If a function is to be installed with Context option, then it must be written to accept the following ordered arguments: an execution context, a context node, and XML::Xalan::XObject-derived objects. An execution context is an XML::Xalan::ExecutionContext::XPath object, and a context node is an XML::Xalan::DOM::Node-derived object, traversable via DOM API.

The function then must get an XML::Xalan::XObjectFactory object to create the return value of type XML::Xalan::Boolean, or XML::Xalan::Number, or XML::Xalan::String, or XML::Xalan::NodeSet, or XML::Xalan::Scalar.

 my $func = sub {
         my ($exec_context, $context_node, $xobj) = @_;
         my $html_text = $xobj->string; # convert nodeset to string
         return $exec_context->get_xobject_factory->create_string(
            HTML::FormatText->new->format(parse_html($html_text));
         );
     };

 $tr->install_function($namespace, 'plain-text', $func, {Context => 1});

The AutoCast option is similar to Context, but differs in the way that it automatically typecast certain XML::Xalan::XObject-derived objects into their equivalent Perl scalar type, if possible. The following rule is used:

     XML::Xalan::Boolean -> Scalar contains integer
     XML::Xalan::Number  -> Scalar contains double
     XML::Xalan::String  -> Scalar contains string

Note that the typecasting is not happened on the returned value, which means that you still have to return an XML::Xalan::XObject-derived object.

 my $func = sub {
         my ($exec_context, $context_node, $arg) = @_;
         my $html_text = ref $arg ? $arg->string : $arg;
         return $exec_context->get_xobject_factory->create_string(
            HTML::FormatText->new->format(parse_html($html_text));
         );
     };

 $tr->install_function($namespace, 'plain-text', $func, {AutoCast => 1});

A Note on Objects Cleaning Up

XML::Xalan::Transformer is an interface to XalanTransformer class, a C++ class which internally keeps a list of compiled stylesheet objects and another list of parsed source objects. Upon an XalanTransformer object destruction, those lists are iterated and each element of them is deleted. Deleting an element which is no longer exist causes a segfault, thereby I do not provide destructors for XML::Xalan::CompiledStylesheet and XML::Xalan::ParsedSource, since these will conflict with one from XML::Xalan::Transformer.
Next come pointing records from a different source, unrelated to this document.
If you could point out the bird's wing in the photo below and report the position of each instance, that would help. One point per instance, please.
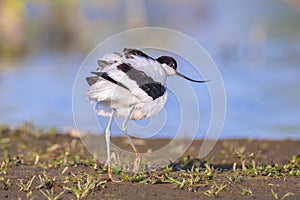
(105, 76)
(130, 52)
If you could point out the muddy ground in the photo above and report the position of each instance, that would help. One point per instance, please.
(49, 165)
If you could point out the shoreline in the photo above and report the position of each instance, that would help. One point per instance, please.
(35, 163)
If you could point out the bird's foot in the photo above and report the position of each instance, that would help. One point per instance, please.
(136, 164)
(110, 174)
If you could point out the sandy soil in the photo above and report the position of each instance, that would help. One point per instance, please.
(27, 154)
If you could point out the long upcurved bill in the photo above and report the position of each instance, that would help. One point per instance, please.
(187, 78)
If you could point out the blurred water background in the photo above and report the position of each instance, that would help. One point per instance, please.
(255, 44)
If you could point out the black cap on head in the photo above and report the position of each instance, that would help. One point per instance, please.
(171, 62)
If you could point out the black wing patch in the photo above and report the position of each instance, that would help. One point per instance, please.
(146, 83)
(105, 76)
(92, 80)
(129, 52)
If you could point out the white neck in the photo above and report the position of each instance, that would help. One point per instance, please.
(169, 70)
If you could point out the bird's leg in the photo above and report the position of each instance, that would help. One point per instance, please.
(124, 128)
(107, 137)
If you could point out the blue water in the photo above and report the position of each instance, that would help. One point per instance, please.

As a consequence, if you write a code which runs an XML::Xalan::Transformer object for a long time and using either compiled stylesheet or parsed source, be careful to call the appropriate destroy_stylesheet() or destroy_parsed_source() to remove it from the internal list (thus, from the memory) once it's no longer used. Otherwise, the memory used will be accumulated regardless of the objects are already out of scope, and the wasted allocated memory will be freed only when the XML::Xalan::Transformer object runs out of scope.

For example:

 my $tr = new XML::Xalan::Transformer;
 my $compiled = $tr->compile_stylesheet_file($stylesheet);
 my $res = $tr->transform_to_file($source, $compiled, $dest);

 # $compiled will be used for another stylesheet, then 
 # it's necessary to destroy it explicitly first:
 $tr->destroy_stylesheet($compiled);

 # now it's safe to use for another stylesheet
 $compiled = $tr->compile_stylesheet_file($another_stylesheet);

Also, there's no destructor for XML::Xalan::ContentHandler where the instance gets removed as the XML::Xalan::DocumentBuilder that created it is destroyed.

TODO

  • set_stylesheet_param() should accept a hash ref instead, so several parameters can be passed at once.
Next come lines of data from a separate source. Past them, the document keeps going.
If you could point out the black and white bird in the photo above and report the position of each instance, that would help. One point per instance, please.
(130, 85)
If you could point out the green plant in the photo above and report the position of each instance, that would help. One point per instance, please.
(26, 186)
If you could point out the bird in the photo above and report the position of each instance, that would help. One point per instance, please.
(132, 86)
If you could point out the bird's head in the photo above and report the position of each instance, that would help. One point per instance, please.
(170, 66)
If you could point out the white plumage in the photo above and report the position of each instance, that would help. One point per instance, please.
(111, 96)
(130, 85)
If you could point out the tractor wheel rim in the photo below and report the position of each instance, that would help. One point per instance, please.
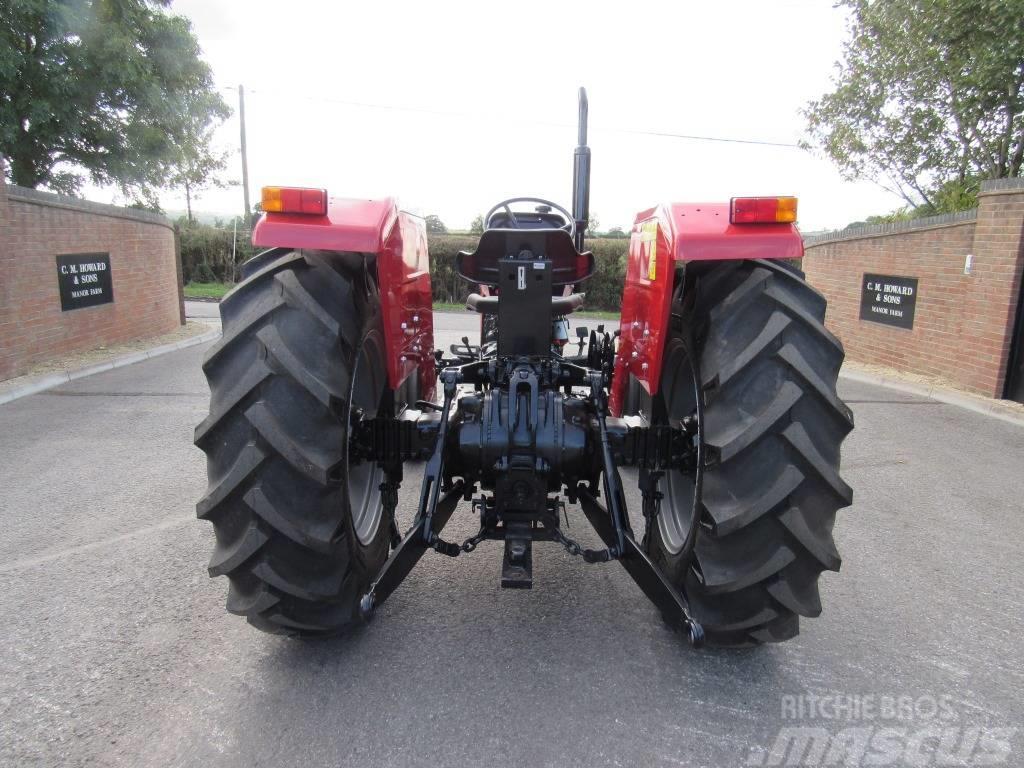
(365, 478)
(681, 392)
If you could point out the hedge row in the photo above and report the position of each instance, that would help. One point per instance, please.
(206, 253)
  • Validation option on parsing.

    At this moment, if you need validation capability, you can use XML::Xalan::DocumentBuilder to make use any validating XML parser which supports Perl SAX2, such as XML::LibXML.

AUTHOR

Edwin Pratomo, edpratomo@cpan.org

SEE ALSO

XML::Xalan::DocumentBuilder(3), XML::Xalan::ParsedSource(3), XML::Xalan::DOM(3), XML::Xalan::XObject(3).